California Public Employees' Alliance Has Reduced Recent Premium Growth
HRD-94-40: Published: Nov 22, 1993. Publicly Released: Nov 22, 1993.
- Full Report:
Pursuant to a congressional request, GAO reviewed the effectiveness of the California Public Employees' Retirement System's (CalPERS) Health Benefits Program in controlling its members' health plan costs, focusing on the: (1) program's cost-containment record; (2) factors that contributed to its trend in premium rates; (3) impact of its cost-containment efforts on its members' benefits; and (4) applicability of the program as a model for managing health insurance premiums.

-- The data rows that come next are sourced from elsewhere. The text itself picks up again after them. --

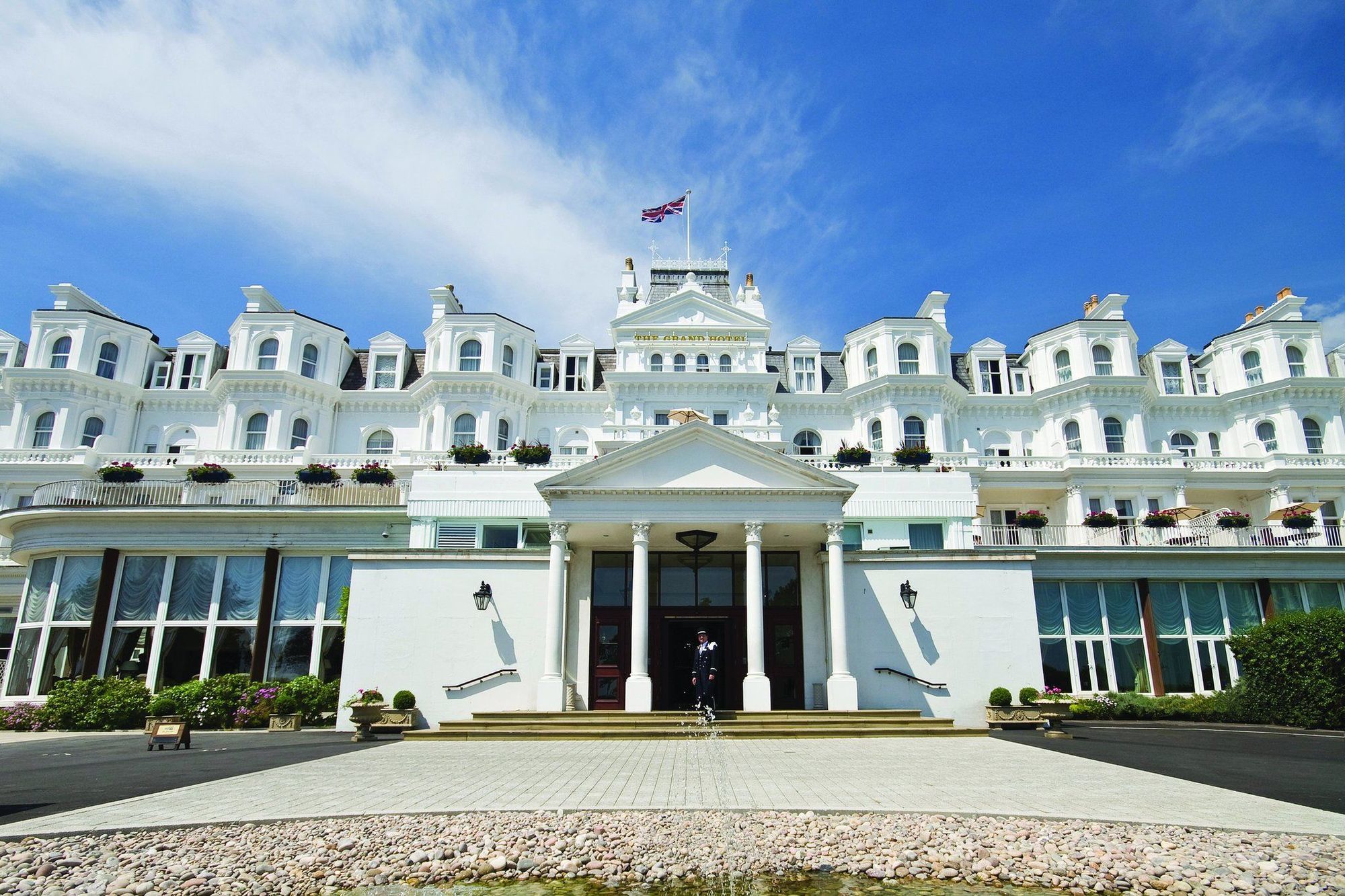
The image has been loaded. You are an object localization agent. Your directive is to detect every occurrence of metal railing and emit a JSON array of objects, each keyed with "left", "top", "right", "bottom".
[
  {"left": 25, "top": 479, "right": 408, "bottom": 507},
  {"left": 975, "top": 524, "right": 1342, "bottom": 549}
]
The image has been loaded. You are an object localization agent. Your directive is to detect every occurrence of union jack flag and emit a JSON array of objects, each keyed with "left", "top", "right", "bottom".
[{"left": 640, "top": 196, "right": 686, "bottom": 223}]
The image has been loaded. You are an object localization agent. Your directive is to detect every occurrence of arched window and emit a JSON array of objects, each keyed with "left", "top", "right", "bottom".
[
  {"left": 794, "top": 429, "right": 822, "bottom": 456},
  {"left": 299, "top": 343, "right": 317, "bottom": 379},
  {"left": 1102, "top": 417, "right": 1126, "bottom": 455},
  {"left": 47, "top": 336, "right": 70, "bottom": 370},
  {"left": 1243, "top": 348, "right": 1262, "bottom": 386},
  {"left": 901, "top": 415, "right": 925, "bottom": 448},
  {"left": 453, "top": 414, "right": 476, "bottom": 445},
  {"left": 243, "top": 413, "right": 269, "bottom": 451},
  {"left": 32, "top": 410, "right": 56, "bottom": 448},
  {"left": 1256, "top": 419, "right": 1279, "bottom": 451},
  {"left": 97, "top": 341, "right": 121, "bottom": 379},
  {"left": 1064, "top": 419, "right": 1084, "bottom": 451},
  {"left": 457, "top": 339, "right": 482, "bottom": 372},
  {"left": 1093, "top": 345, "right": 1111, "bottom": 376},
  {"left": 1303, "top": 417, "right": 1322, "bottom": 455},
  {"left": 257, "top": 339, "right": 280, "bottom": 370},
  {"left": 1284, "top": 345, "right": 1307, "bottom": 376},
  {"left": 897, "top": 341, "right": 920, "bottom": 374},
  {"left": 79, "top": 417, "right": 102, "bottom": 448},
  {"left": 1056, "top": 348, "right": 1075, "bottom": 382},
  {"left": 364, "top": 425, "right": 393, "bottom": 455}
]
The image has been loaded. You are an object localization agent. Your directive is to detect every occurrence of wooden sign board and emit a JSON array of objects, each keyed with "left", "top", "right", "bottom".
[{"left": 149, "top": 723, "right": 191, "bottom": 751}]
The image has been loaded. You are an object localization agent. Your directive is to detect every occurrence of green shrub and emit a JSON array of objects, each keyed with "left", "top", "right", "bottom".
[
  {"left": 43, "top": 678, "right": 149, "bottom": 731},
  {"left": 1228, "top": 607, "right": 1345, "bottom": 728}
]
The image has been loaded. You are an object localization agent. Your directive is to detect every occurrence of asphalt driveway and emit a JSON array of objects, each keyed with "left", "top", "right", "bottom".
[{"left": 991, "top": 721, "right": 1345, "bottom": 813}]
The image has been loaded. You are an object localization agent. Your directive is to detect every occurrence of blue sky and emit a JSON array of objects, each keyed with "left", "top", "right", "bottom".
[{"left": 0, "top": 0, "right": 1345, "bottom": 350}]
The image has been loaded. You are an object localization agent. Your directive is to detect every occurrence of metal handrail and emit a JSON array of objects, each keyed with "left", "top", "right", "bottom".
[
  {"left": 873, "top": 666, "right": 948, "bottom": 689},
  {"left": 444, "top": 669, "right": 518, "bottom": 690}
]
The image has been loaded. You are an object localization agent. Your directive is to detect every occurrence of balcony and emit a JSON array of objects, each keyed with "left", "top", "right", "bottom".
[
  {"left": 975, "top": 524, "right": 1342, "bottom": 551},
  {"left": 22, "top": 479, "right": 409, "bottom": 507}
]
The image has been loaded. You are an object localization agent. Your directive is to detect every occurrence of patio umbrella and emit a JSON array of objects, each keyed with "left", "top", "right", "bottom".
[
  {"left": 1266, "top": 501, "right": 1322, "bottom": 522},
  {"left": 668, "top": 407, "right": 710, "bottom": 423}
]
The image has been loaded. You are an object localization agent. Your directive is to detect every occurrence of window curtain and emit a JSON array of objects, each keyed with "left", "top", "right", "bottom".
[
  {"left": 219, "top": 557, "right": 266, "bottom": 622},
  {"left": 1033, "top": 581, "right": 1069, "bottom": 635},
  {"left": 51, "top": 557, "right": 102, "bottom": 622},
  {"left": 323, "top": 557, "right": 350, "bottom": 619},
  {"left": 23, "top": 557, "right": 56, "bottom": 621},
  {"left": 1102, "top": 581, "right": 1143, "bottom": 635},
  {"left": 165, "top": 557, "right": 219, "bottom": 618},
  {"left": 116, "top": 557, "right": 168, "bottom": 618},
  {"left": 1149, "top": 581, "right": 1190, "bottom": 635},
  {"left": 276, "top": 557, "right": 323, "bottom": 622},
  {"left": 1224, "top": 581, "right": 1260, "bottom": 634},
  {"left": 1065, "top": 581, "right": 1102, "bottom": 635}
]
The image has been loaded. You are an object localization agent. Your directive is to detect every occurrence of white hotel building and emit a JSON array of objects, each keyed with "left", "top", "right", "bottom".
[{"left": 0, "top": 258, "right": 1345, "bottom": 727}]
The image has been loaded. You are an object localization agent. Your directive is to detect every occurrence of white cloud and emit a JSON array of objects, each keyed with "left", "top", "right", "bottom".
[{"left": 0, "top": 3, "right": 656, "bottom": 340}]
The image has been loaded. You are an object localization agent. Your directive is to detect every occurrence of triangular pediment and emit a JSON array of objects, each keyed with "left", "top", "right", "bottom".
[
  {"left": 537, "top": 421, "right": 855, "bottom": 499},
  {"left": 612, "top": 290, "right": 771, "bottom": 328}
]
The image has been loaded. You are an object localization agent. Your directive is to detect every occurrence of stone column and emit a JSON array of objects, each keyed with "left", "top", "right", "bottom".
[
  {"left": 742, "top": 522, "right": 771, "bottom": 713},
  {"left": 827, "top": 522, "right": 859, "bottom": 712},
  {"left": 625, "top": 524, "right": 654, "bottom": 713},
  {"left": 537, "top": 522, "right": 570, "bottom": 713}
]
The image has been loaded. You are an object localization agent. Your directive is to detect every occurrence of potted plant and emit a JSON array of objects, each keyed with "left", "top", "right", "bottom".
[
  {"left": 1282, "top": 509, "right": 1317, "bottom": 529},
  {"left": 266, "top": 693, "right": 304, "bottom": 731},
  {"left": 295, "top": 464, "right": 340, "bottom": 486},
  {"left": 1084, "top": 510, "right": 1116, "bottom": 529},
  {"left": 892, "top": 445, "right": 933, "bottom": 467},
  {"left": 508, "top": 438, "right": 551, "bottom": 467},
  {"left": 835, "top": 440, "right": 873, "bottom": 467},
  {"left": 377, "top": 690, "right": 416, "bottom": 731},
  {"left": 1014, "top": 510, "right": 1050, "bottom": 529},
  {"left": 350, "top": 460, "right": 397, "bottom": 486},
  {"left": 187, "top": 464, "right": 234, "bottom": 483},
  {"left": 448, "top": 442, "right": 491, "bottom": 464},
  {"left": 98, "top": 460, "right": 145, "bottom": 483},
  {"left": 1139, "top": 510, "right": 1177, "bottom": 529},
  {"left": 346, "top": 688, "right": 387, "bottom": 743}
]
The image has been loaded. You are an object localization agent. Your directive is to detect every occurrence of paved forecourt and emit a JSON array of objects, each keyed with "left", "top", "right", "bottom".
[{"left": 0, "top": 739, "right": 1345, "bottom": 837}]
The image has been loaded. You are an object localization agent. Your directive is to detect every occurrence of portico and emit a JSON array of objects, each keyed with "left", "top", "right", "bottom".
[{"left": 537, "top": 421, "right": 858, "bottom": 712}]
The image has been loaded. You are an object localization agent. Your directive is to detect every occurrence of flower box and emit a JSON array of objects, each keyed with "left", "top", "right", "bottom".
[{"left": 98, "top": 460, "right": 145, "bottom": 483}]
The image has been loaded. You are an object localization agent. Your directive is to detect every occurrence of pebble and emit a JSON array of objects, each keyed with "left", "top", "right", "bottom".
[{"left": 0, "top": 811, "right": 1345, "bottom": 896}]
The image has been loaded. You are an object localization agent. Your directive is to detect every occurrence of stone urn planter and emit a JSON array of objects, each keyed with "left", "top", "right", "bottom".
[
  {"left": 350, "top": 704, "right": 387, "bottom": 744},
  {"left": 986, "top": 705, "right": 1044, "bottom": 728},
  {"left": 266, "top": 713, "right": 304, "bottom": 731}
]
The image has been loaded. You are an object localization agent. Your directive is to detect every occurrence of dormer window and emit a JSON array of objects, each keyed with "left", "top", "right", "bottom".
[
  {"left": 47, "top": 336, "right": 70, "bottom": 370},
  {"left": 794, "top": 356, "right": 818, "bottom": 391},
  {"left": 257, "top": 339, "right": 280, "bottom": 370},
  {"left": 299, "top": 343, "right": 317, "bottom": 379},
  {"left": 457, "top": 339, "right": 482, "bottom": 372},
  {"left": 97, "top": 341, "right": 121, "bottom": 379},
  {"left": 374, "top": 355, "right": 397, "bottom": 389}
]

GAO found that: (1) in contract years 1989 through 1992, the average CalPERS premium increased at a rate that was near or above state and national averages; (2) CalPERS has controlled the growth of health insurance premiums for participating employees since 1992 and its record is better than most other employers; (3) the factors that have contributed to the recent trend in lower premium rates include the state of California's economic and budget crises, more aggressive negotiations with providers, and the introduction of a standard benefits package that requires copayments for certain health services; (4) smaller premium increases in expensive health maintenance organizations plans are offset by higher copayments; (5) the premium increases in the least expensive plans are absorbed by the state government, but state employees are still affected by higher copayments; (6) some enrollees have gained services while others have lost services under the standard benefits package; and (7) it is unclear whether the CalPERS health benefits program controls health care costs while maintaining quality, since the program has adopted only some features of managed competition.